The 2015 Connecting Washington transportation package provided funding for:
- A northbound peak-use shoulder lane between Marine View Drive in Everett and SR 528 in Marysville
- A northbound ramp from I-5 to SR 529
- A ramp from SR 529 to southbound I-5
WSDOT formed a Stakeholder Advisory Group (SAG) made up of representatives from area cities, agencies and tribes to make recommendations on how to reduce congestion. In August 2019, with feedback from the SAG, WSDOT selected a preferred alternative. WSDOT will build a permanent fourth lane for HOVs, extending the existing HOV lane in Everett to SR 529. The three general-purpose lanes will remain in place. WSDOT chose this alternative after studying data that shows a high percentage of HOV-eligible vehicles regularly travel through the area.
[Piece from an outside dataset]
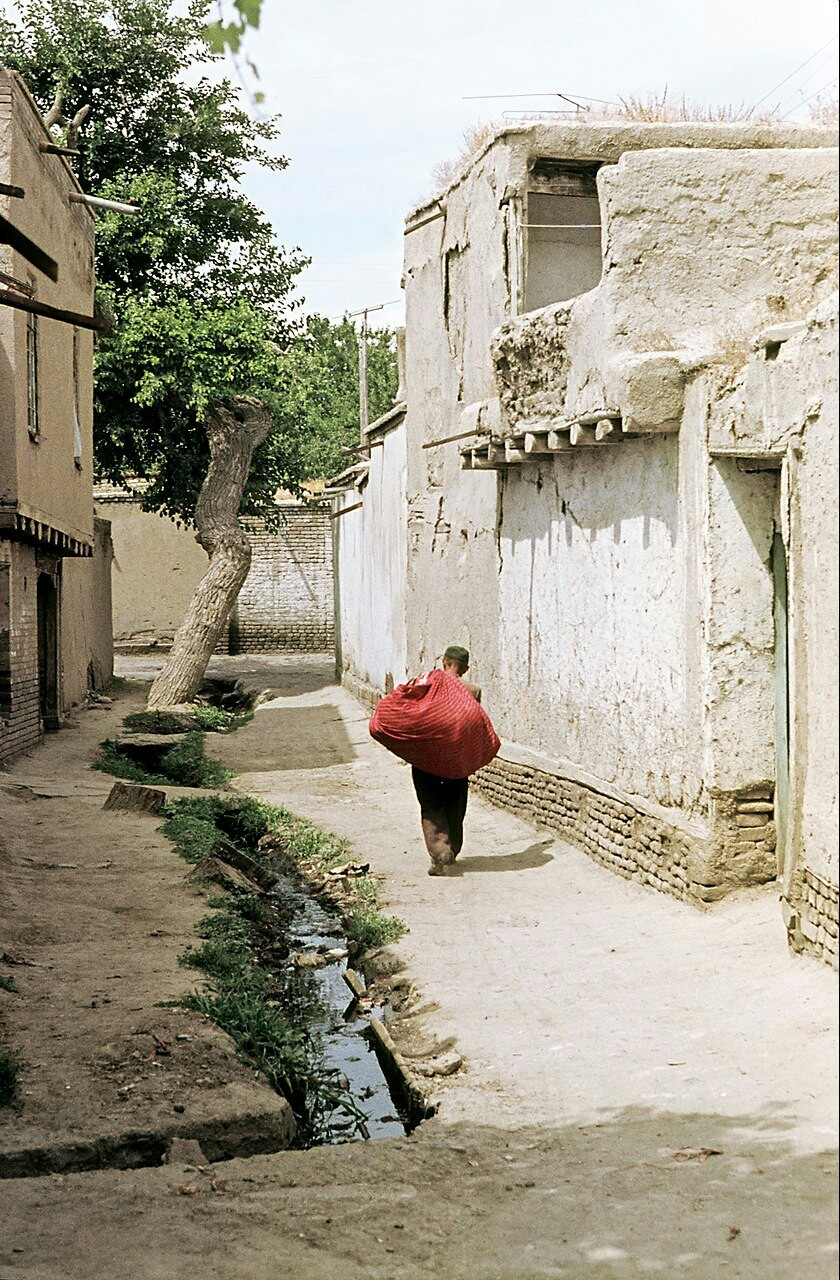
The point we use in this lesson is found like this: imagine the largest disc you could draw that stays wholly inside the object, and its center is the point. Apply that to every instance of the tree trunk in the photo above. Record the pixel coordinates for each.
(234, 429)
In addition, WSDOT is looking into how the improved interchange can serve people who bike and walk on SR 529 between Marysville and Everett.
The benefits of a new HOV lane and an improved interchange include:
- Improved access: A completed SR 529 interchange, with new connections between Marysville and I-5.
- Congestion relief: A new HOV lane on northbound I-5 will reduce backups and improve traffic flow from Everett to Marysville on both weekdays and weekends.
- HOV lane compatibility and cost: A new HOV lane is compatible with the existing HOV system between Tacoma and Everett and requires the lowest capital and operating costs.
- Bikes and pedestrians: Bike and pedestrian access maintained on SR 529.
- Restore fish habitat: To mitigate this project, WSDOT restored about 12.5 acres of saltwater marsh habitat.
This project received $84.4 million from the 2015 Connecting Washington transportation package, $30.6 million from the 2022 Move Ahead Washington transportation package, $5 million from the Freight Mobility Strategic Investment Board and $3.1 million in local funding.